The thoughts come to him in short, snapping bursts, the rapid firing of fuse-like synapses set deep in his voracious predator's brain. School. Park. Tree. Waiting.

Ironic, isn't it? A fucking park.

Oh, that the little rat thinks he can take Dabi's fucking place.

"Suzu." He says her name slowly. In his mouth, it feels different, tastes different. Everything feels different. The room tilts again by another degree or twelve, and he closes his eyes, nauseous, hateful. "I need to go do something."

"Nii-chan – please." She touches at his pant leg, down by his ankle again. "Please, you're really scaring me – please don't go, please tell me what's wrong – "

Shaking off her hand, he rises to his feet, still refusing to look at her. There is ash in his hands and in his throat. His heart has never beat so fast. "It's just for a bit. I'll be back soon."

When he moves to the kitchen to exit by the back door as he always does, he hears her get up – can feel the way she comes stumbling after him through the way the floor creaks between them.

"No," he snarls, before she can reach him – before she can touch him. The vibration on the floor stills, her intent cut short by the vicious threat in his voice. Behind him, her breathing is ragged with panic.

"Nii-chan – " Pleading, now. The threat of tears is imminent. That, at least, is something that hasn't changed.

But that's dangerous in its own way, in its own right. Oh, not her tears – not now. Not like this. He needs air – he needs space. He needs something much worse than both of those things.
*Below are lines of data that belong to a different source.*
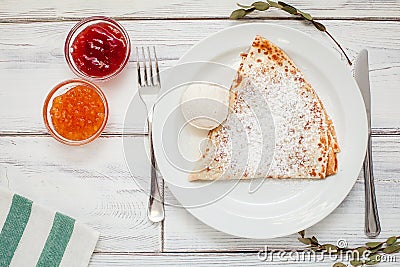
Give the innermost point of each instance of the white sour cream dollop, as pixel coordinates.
(205, 106)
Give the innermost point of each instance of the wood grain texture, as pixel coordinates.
(136, 9)
(184, 232)
(214, 259)
(31, 59)
(91, 184)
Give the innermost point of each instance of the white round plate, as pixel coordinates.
(278, 207)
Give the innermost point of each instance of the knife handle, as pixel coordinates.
(372, 224)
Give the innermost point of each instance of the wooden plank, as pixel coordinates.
(32, 62)
(90, 183)
(183, 232)
(45, 10)
(216, 259)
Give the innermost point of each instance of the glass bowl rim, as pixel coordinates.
(69, 41)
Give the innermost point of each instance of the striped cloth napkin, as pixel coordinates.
(31, 235)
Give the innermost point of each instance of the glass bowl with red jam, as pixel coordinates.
(97, 48)
(75, 112)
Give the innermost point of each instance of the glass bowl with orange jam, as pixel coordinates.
(75, 112)
(97, 48)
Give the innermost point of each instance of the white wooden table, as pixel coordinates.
(92, 183)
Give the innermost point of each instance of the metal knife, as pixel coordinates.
(361, 74)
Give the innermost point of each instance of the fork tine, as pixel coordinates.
(157, 68)
(145, 67)
(139, 78)
(151, 67)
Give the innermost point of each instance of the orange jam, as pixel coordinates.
(78, 114)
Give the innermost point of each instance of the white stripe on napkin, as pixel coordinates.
(80, 247)
(34, 237)
(5, 204)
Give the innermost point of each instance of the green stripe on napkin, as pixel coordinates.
(13, 228)
(57, 241)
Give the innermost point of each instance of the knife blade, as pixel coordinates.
(361, 75)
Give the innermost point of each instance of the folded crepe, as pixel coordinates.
(304, 143)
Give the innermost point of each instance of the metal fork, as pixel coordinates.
(149, 84)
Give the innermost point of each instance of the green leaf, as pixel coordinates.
(305, 15)
(274, 4)
(356, 263)
(359, 252)
(391, 249)
(243, 6)
(238, 14)
(302, 233)
(374, 259)
(391, 240)
(329, 248)
(261, 6)
(306, 241)
(288, 8)
(319, 26)
(375, 249)
(373, 244)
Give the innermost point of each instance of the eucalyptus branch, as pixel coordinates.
(263, 6)
(375, 249)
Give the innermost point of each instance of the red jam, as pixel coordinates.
(78, 114)
(99, 50)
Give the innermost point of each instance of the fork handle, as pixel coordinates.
(155, 210)
(372, 224)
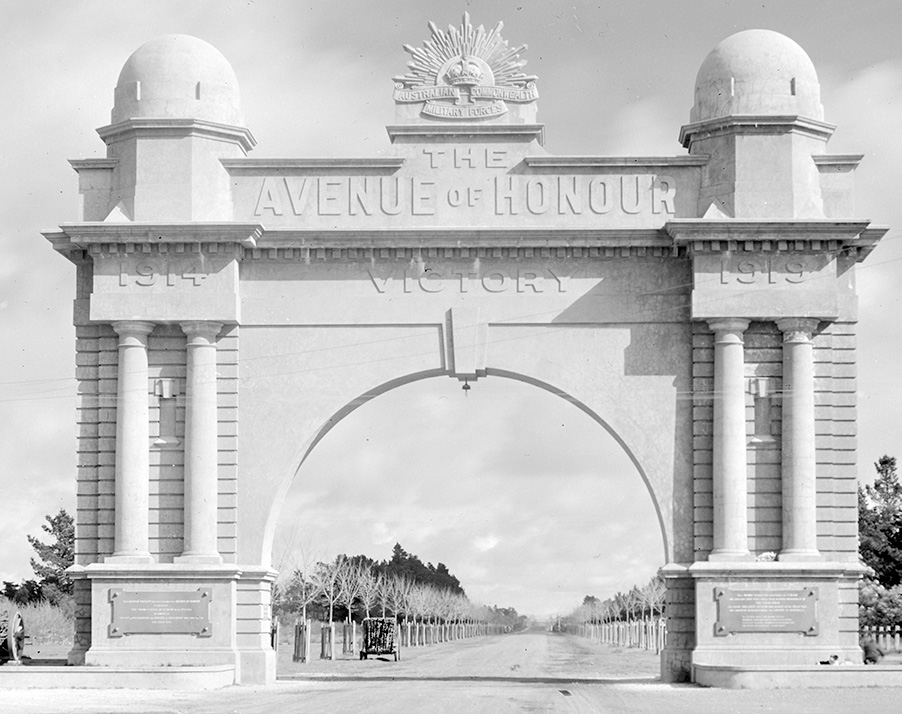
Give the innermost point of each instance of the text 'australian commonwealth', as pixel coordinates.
(504, 195)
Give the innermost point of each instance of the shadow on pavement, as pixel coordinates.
(465, 678)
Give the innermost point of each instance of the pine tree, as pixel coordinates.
(55, 556)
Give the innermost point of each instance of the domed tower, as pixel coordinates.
(758, 115)
(176, 113)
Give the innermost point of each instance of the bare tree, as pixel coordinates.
(369, 589)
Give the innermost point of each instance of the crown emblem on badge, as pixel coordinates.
(465, 73)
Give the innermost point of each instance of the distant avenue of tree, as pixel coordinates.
(354, 587)
(409, 566)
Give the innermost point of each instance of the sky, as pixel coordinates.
(549, 509)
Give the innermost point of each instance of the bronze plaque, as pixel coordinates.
(766, 611)
(161, 611)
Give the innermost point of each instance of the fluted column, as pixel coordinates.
(132, 446)
(201, 447)
(799, 446)
(730, 497)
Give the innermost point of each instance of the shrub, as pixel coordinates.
(44, 623)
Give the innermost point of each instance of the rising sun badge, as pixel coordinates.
(465, 73)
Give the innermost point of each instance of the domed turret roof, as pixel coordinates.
(177, 77)
(757, 72)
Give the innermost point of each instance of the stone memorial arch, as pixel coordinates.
(701, 307)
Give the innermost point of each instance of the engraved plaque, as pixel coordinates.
(161, 612)
(766, 611)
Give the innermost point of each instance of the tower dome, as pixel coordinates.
(757, 72)
(177, 77)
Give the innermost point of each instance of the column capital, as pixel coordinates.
(797, 329)
(202, 328)
(133, 328)
(723, 326)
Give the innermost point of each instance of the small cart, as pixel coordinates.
(379, 637)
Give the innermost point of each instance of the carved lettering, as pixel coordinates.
(431, 280)
(390, 204)
(298, 193)
(163, 272)
(380, 281)
(269, 198)
(630, 198)
(529, 279)
(567, 195)
(663, 190)
(423, 197)
(505, 197)
(464, 156)
(362, 195)
(537, 195)
(329, 196)
(601, 199)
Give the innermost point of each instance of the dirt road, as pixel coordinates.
(528, 672)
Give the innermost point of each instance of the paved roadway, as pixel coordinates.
(526, 672)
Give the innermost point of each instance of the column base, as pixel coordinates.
(800, 556)
(130, 558)
(730, 556)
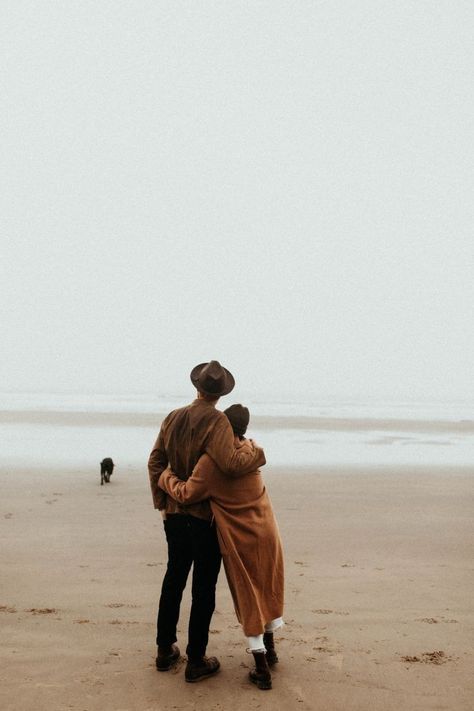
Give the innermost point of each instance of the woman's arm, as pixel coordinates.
(185, 492)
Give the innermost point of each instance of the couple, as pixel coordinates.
(205, 480)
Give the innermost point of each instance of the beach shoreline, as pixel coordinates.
(378, 612)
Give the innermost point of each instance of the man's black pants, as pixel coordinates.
(191, 541)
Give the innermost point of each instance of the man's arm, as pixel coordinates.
(157, 462)
(185, 492)
(230, 459)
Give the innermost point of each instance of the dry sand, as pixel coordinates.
(379, 611)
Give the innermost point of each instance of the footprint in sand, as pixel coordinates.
(437, 658)
(42, 610)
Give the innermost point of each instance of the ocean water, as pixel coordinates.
(63, 445)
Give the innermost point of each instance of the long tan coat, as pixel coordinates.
(248, 538)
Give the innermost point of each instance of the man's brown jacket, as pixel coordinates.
(185, 435)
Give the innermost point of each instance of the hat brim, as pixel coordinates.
(228, 386)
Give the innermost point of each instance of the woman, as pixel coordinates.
(249, 542)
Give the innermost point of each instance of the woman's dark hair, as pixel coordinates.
(239, 417)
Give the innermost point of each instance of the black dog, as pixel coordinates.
(106, 469)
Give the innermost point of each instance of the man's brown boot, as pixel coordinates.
(167, 657)
(261, 675)
(272, 656)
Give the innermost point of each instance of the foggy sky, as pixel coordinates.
(284, 186)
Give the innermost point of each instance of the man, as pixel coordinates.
(185, 435)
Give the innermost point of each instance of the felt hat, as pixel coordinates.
(212, 378)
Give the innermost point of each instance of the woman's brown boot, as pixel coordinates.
(272, 656)
(261, 675)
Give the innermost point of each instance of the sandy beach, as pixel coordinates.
(379, 613)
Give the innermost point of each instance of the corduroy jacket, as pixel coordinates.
(185, 435)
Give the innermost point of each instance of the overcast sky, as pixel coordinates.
(286, 187)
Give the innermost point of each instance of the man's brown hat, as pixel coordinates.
(239, 417)
(212, 379)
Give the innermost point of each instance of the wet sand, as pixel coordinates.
(379, 580)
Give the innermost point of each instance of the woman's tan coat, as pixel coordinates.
(248, 538)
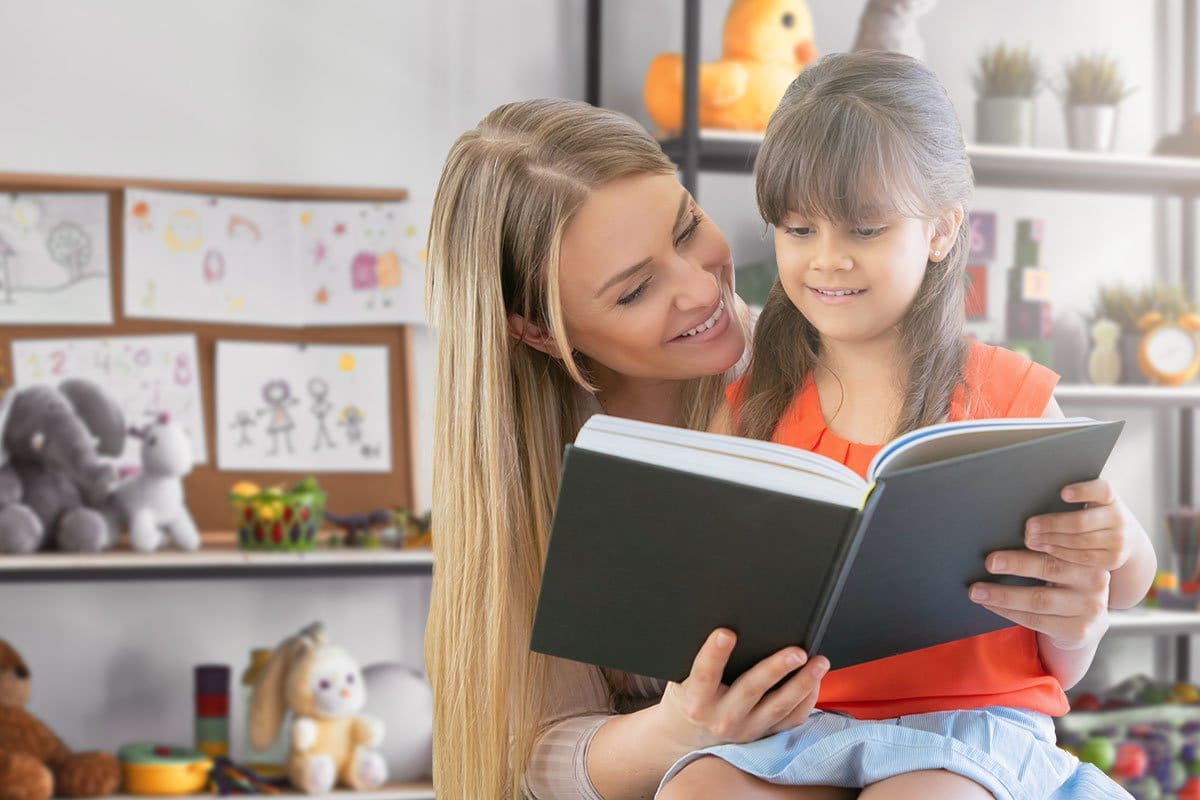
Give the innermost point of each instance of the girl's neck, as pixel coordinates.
(639, 398)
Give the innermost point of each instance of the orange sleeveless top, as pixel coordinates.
(999, 668)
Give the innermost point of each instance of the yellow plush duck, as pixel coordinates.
(766, 44)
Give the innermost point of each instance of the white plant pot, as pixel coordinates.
(1091, 127)
(1005, 120)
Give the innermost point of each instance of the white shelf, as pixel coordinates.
(210, 560)
(1131, 396)
(399, 792)
(1139, 620)
(1000, 167)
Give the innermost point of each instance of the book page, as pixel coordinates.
(948, 440)
(765, 464)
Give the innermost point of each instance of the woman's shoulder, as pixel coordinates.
(1005, 383)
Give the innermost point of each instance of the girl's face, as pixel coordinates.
(647, 283)
(855, 283)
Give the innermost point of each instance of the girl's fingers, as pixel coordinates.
(751, 685)
(708, 666)
(793, 698)
(1090, 540)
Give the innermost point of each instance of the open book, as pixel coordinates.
(663, 534)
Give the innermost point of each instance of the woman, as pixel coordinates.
(569, 274)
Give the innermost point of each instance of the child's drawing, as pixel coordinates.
(261, 391)
(54, 258)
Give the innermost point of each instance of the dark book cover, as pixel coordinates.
(645, 560)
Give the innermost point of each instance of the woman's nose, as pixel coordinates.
(699, 286)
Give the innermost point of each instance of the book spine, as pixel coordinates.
(837, 579)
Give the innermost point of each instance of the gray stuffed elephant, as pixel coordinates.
(54, 488)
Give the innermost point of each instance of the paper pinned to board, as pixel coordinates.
(279, 263)
(145, 374)
(54, 258)
(303, 407)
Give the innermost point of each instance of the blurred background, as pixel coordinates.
(1084, 214)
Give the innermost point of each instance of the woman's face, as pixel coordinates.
(647, 283)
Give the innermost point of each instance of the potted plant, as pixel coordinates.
(1006, 80)
(1091, 94)
(1126, 307)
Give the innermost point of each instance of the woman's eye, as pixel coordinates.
(635, 294)
(689, 230)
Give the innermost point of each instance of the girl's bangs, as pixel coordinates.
(839, 163)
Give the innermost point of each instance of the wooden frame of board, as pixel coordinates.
(208, 487)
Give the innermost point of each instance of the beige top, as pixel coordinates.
(558, 767)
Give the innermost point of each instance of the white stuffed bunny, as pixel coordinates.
(322, 686)
(151, 503)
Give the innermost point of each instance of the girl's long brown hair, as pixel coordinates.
(863, 136)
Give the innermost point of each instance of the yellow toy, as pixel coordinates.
(766, 44)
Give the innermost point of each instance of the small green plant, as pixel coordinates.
(1126, 306)
(1007, 72)
(1093, 80)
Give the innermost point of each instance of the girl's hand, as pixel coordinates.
(702, 711)
(1099, 535)
(1072, 611)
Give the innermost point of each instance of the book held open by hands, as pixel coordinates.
(663, 534)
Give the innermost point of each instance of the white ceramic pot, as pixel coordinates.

"Don't follow me." He grinds out the words, biting them off one by one, short and cold as he haphazardly tugs on his boots. "I'll be back. Nothing's wrong. Chill out. Wait here."

And then before she can call him back – before her voice breaks in a way he knows he won't be able to resist – Dabi leaves his changeling of a little sister alone in the house, heading for the park.